Kinshasa, 20 mai 2026 — La République démocratique du Congo pourrait bientôt franchir une nouvelle étape dans la modernisation de son secteur minier. Une délégation de mandataires miniers et de géologues a présenté, mardi 19 mai, au ministre des Mines Louis Watum Kabamba, une technologie innovante destinée à optimiser les opérations d’exploration géologique à travers le pays.
Conduite par l’expert Ramzi Demachki, cette présentation a mis en lumière une approche technologique fondée sur l’analyse avancée des sols, combinant détection géochimique et signatures magnétiques afin d’identifier avec davantage de précision les zones à fort potentiel minéral.
Cette innovation repose sur un prélèvement méthodique d’échantillons de sol, suivi d’analyses spectrales permettant de repérer des signatures spécifiques associées à différents éléments chimiques et minéraux. L’objectif affiché est de mieux orienter les campagnes de forage en réduisant les approximations souvent coûteuses dans les phases initiales de prospection.
Selon les promoteurs de cette technologie, il ne s’agit nullement de remplacer les méthodes classiques d’exploration, mais plutôt de les renforcer à travers un outil de présélection plus performant. Une fois les zones d’intérêt identifiées grâce aux données analytiques, des forages ciblés peuvent alors être engagés pour confirmer la présence effective de ressources exploitables.

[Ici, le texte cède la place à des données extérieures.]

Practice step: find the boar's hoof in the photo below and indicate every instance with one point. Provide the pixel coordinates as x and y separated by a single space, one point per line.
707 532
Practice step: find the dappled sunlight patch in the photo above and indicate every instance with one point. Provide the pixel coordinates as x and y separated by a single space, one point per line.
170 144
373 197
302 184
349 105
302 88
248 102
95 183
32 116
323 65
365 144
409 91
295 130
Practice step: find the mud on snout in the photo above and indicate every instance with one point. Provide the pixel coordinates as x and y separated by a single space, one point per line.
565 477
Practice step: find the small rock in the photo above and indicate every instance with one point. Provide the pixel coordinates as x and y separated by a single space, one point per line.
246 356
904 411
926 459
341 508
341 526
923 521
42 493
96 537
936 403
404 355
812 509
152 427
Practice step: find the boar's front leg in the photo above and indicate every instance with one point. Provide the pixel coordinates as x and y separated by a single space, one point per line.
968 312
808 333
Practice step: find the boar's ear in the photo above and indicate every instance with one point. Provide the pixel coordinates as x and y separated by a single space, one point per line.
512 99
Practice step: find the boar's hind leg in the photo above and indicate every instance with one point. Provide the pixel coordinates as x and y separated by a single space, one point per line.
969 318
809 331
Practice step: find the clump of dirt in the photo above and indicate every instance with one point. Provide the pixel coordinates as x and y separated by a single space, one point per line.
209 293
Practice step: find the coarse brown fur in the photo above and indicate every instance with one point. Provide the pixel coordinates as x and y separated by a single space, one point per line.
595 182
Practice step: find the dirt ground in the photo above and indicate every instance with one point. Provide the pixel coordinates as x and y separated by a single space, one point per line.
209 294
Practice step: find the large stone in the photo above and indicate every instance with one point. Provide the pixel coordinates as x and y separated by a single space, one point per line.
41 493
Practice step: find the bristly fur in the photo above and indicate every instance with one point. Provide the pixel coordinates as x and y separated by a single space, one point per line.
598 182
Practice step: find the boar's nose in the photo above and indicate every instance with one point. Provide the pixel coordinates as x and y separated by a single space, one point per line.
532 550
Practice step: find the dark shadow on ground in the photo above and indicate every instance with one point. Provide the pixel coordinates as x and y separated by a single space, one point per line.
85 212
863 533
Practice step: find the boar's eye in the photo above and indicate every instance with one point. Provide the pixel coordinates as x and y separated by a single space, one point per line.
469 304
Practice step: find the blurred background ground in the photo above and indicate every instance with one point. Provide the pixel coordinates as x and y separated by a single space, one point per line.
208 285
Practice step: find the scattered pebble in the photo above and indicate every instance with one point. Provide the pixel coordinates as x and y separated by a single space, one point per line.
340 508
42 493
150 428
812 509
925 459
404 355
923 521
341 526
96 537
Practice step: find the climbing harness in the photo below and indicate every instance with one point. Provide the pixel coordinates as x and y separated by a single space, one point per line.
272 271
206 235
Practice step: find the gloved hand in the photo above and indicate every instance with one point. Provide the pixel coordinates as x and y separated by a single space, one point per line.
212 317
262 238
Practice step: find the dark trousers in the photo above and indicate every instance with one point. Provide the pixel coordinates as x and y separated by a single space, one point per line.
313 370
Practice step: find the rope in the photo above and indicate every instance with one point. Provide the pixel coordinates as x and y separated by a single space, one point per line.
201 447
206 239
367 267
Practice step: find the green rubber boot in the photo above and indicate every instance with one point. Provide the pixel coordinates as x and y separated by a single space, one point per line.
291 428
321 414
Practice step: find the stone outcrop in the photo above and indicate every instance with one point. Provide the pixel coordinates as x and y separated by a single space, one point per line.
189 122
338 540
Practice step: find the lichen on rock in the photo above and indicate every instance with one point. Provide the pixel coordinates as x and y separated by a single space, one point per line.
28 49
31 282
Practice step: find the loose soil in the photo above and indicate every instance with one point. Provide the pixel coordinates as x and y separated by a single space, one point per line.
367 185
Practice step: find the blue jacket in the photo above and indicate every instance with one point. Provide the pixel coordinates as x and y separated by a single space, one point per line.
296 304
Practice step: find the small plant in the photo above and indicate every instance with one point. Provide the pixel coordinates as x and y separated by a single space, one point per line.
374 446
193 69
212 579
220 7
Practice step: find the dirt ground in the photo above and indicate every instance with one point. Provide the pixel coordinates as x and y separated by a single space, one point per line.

Le recours à cette approche pourrait générer plusieurs avantages significatifs pour le secteur minier congolais. Parmi ceux-ci figurent une réduction sensible des coûts liés à la prospection, un gain de temps dans l’identification des zones prioritaires, ainsi qu’une diminution de l’empreinte environnementale grâce à la limitation des forages non productifs. Les autorités y voient également un moyen d’améliorer la qualité des décisions stratégiques, tant pour les opérateurs privés que pour l’administration publique.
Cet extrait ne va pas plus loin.